This article describes the history of Yunnan (Yunnan–Guizhou Plateau), currently a province of the People's Republic of China.

Prehistory
Notable prehistoric finds include the Yuanmou Man, a Homo erectus fossil unearthed by railway engineers in the 1960s and determined to be the oldest known hominid fossil in China.

Neolithic
By the Neolithic period, human settlements existed in the area of Lake Dian, close to modern day Kunming, Yunnan's capital.  The inhabitants used stone tools and constructed simple wooden structures.

The Kingdom of Dian

The Dian culture was distributed around the Lake Dian area and dated, though controversial, between the 6th century BC and the 1st century AD.  The culture is divided into an early and a late phase. Under Emperor Wu, a series of military campaigns were dispatched against the Dian during the southward expansion of the Han dynasty. In 109 BC, the kingdom officially became a vassal state of the Han empire.

Han dynasty 

In 109 BC, Emperor Wu sent General Guo Chang () south to Yunnan, establishing the Yizhou commandery. The commandery seat was at Dianchi county (present day Jinning). To expand the burgeoning trade with Burma and India, Emperor Wu also sent Tang Meng () to maintain and expand the Five Foot Way, renaming it "Southwest Barbarian Circuit" (). By this time, agricultural technology in Yunnan had markedly improved. The local people used bronze tools, plows and kept a variety of livestock, including cattle, horses, sheep, goats, pigs and dogs. They lived in tribal congregations, sometimes led by exile Chinese.

In the Records of the Grand Historian, Zhang Qian (d. 113 BC) and Sima Qian (145-90 BC) make references to "Sendhuk", which may have been referring to an Indianised community taking the name from the Indus Valley (the Sindh province in modern Pakistan), originally known as "Sindhu" in Sanskrit. When Yunnan was annexed by the Han dynasty, Chinese authorities also reported a Sendhuk" (Indianised) community living in the area.

In 109 AD, the Han court established Yunnan county, a part of Yizhou () commandery. Because the county seat was south of Mount Yun (), the county was named "Yunnan" – literally "south of Yun".

Jin dynasty and the Northern and Southern dynasties period
Chinese dynasties of Jin, Liu Song, Southern Qi and Northern Zhou maintain their rules around the commandery in the Kunming area. Southwest Yunnan and the eastern rugged, mountainous areas were still enjoying relative independence, ruled by tribal kings and chieftains with little Chinese influence.

Nanzhao Kingdom 

In 649 AD the chieftain of the Yi Mengshe tribe, Xinuluo (), founded a kingdom () in the area of Lake Erhai. In the year AD 737, Piluoge () united the six zhaos in succession, establishing a new kingdom called Nanzhao.

In 750, Nanzhao invaded the Tang dynasty.
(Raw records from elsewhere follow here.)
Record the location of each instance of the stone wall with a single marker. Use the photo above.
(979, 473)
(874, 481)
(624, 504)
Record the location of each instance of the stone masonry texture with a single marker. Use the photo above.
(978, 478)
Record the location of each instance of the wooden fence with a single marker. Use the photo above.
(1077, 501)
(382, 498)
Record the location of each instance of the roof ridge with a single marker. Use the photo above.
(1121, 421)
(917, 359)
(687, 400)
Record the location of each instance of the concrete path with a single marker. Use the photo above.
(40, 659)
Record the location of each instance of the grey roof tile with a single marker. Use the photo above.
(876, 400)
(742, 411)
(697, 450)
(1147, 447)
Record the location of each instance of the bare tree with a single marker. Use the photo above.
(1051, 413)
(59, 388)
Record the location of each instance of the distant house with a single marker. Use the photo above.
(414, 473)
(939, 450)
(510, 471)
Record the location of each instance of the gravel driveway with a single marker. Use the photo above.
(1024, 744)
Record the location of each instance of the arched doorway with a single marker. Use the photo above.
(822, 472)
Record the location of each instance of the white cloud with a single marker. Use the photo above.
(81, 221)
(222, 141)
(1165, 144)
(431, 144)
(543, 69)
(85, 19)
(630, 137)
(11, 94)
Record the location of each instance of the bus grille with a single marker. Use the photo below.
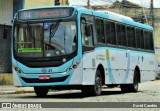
(36, 80)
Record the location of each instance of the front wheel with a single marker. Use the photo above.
(41, 91)
(131, 87)
(96, 89)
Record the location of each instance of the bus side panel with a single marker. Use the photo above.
(147, 67)
(77, 77)
(91, 61)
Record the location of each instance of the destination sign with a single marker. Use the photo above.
(44, 13)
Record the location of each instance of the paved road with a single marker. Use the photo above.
(148, 92)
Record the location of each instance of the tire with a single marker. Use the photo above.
(131, 87)
(41, 91)
(96, 89)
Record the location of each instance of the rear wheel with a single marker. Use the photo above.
(41, 91)
(131, 87)
(96, 89)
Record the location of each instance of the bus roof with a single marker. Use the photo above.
(102, 14)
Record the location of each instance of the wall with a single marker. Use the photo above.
(6, 11)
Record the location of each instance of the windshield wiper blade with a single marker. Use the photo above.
(53, 30)
(29, 29)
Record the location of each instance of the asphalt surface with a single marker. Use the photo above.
(148, 92)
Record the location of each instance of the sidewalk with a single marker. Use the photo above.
(10, 89)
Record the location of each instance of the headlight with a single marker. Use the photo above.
(17, 69)
(74, 66)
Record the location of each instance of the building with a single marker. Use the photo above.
(7, 10)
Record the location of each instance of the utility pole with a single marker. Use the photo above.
(88, 4)
(152, 13)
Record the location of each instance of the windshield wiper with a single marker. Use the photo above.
(29, 29)
(53, 30)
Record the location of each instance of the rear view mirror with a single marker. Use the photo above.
(88, 30)
(5, 33)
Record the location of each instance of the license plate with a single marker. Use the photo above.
(44, 77)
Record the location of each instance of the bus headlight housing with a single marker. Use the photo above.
(74, 66)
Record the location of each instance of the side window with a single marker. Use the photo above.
(100, 30)
(121, 34)
(148, 40)
(110, 33)
(131, 37)
(139, 38)
(86, 39)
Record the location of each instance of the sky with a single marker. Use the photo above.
(145, 3)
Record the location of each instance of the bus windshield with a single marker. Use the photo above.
(47, 39)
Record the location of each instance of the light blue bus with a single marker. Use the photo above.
(73, 47)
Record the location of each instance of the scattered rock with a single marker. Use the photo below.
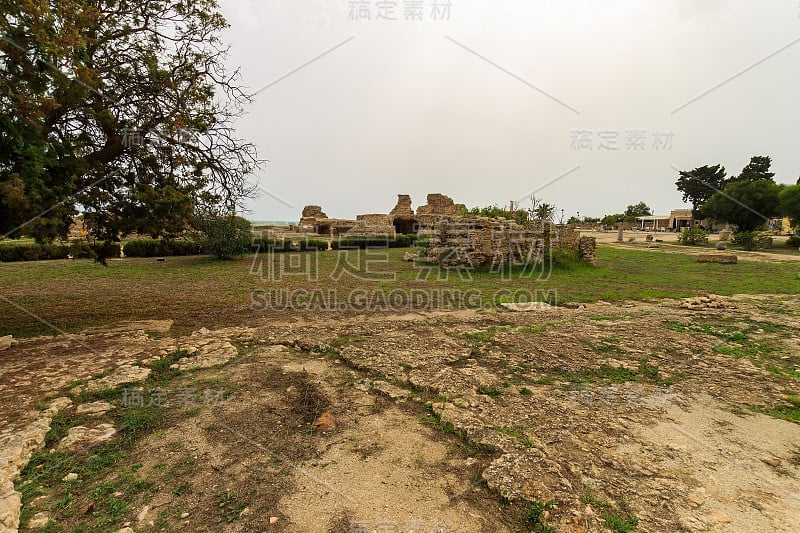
(125, 373)
(718, 518)
(325, 422)
(58, 404)
(771, 461)
(94, 408)
(392, 391)
(39, 520)
(10, 505)
(81, 436)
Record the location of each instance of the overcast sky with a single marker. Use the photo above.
(504, 97)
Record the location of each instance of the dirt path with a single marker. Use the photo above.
(647, 416)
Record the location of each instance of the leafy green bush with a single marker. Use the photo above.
(160, 247)
(43, 252)
(374, 241)
(693, 237)
(226, 236)
(752, 240)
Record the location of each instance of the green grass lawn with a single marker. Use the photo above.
(200, 291)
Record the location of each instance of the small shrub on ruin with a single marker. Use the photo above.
(693, 237)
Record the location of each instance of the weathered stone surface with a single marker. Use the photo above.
(10, 506)
(207, 350)
(325, 422)
(15, 451)
(725, 259)
(440, 204)
(316, 211)
(6, 342)
(403, 206)
(125, 373)
(82, 436)
(94, 408)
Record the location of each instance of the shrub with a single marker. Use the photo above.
(693, 237)
(43, 252)
(226, 236)
(752, 240)
(159, 247)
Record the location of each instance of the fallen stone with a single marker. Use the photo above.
(94, 408)
(771, 461)
(82, 436)
(10, 505)
(723, 259)
(325, 422)
(527, 306)
(58, 404)
(125, 373)
(392, 391)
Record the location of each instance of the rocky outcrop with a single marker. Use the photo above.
(403, 206)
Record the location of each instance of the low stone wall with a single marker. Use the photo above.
(482, 242)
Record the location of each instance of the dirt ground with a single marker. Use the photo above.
(668, 415)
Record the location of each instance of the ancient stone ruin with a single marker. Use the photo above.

In retaliation, the Tang sent an army against Nanzhao in 751, but this army was soundly defeated at Xiaguan.  In 754, another army was sent, this time from the north, but it too was defeated. Bolstered by these successes, Nanzhao expanded rapidly, first into Burma, then into the rest of Yunnan, down into northern Laos and Thailand, and finally, north into Sichuan. In 829, Chengdu was taken; it was a great prize, as it enabled Nanzhao to lay claim to the whole of Sichuan province, with its rich paddy fields.

The Tang dynasty retaliated and by 873, Nanzhao had been expelled from Sichuan, and retreated back to Yunnan. Taking Chengdu marked the high point of the Nanzhao kingdom, and it was a watershed: from then on, the Nanzhao Kingdom slowly declined. n 902, the Nanzhao dynasty was overthrown, and it was followed by three other dynasties in quick succession, until Duan Siping seized power in 937 to establish the Kingdom of Dali.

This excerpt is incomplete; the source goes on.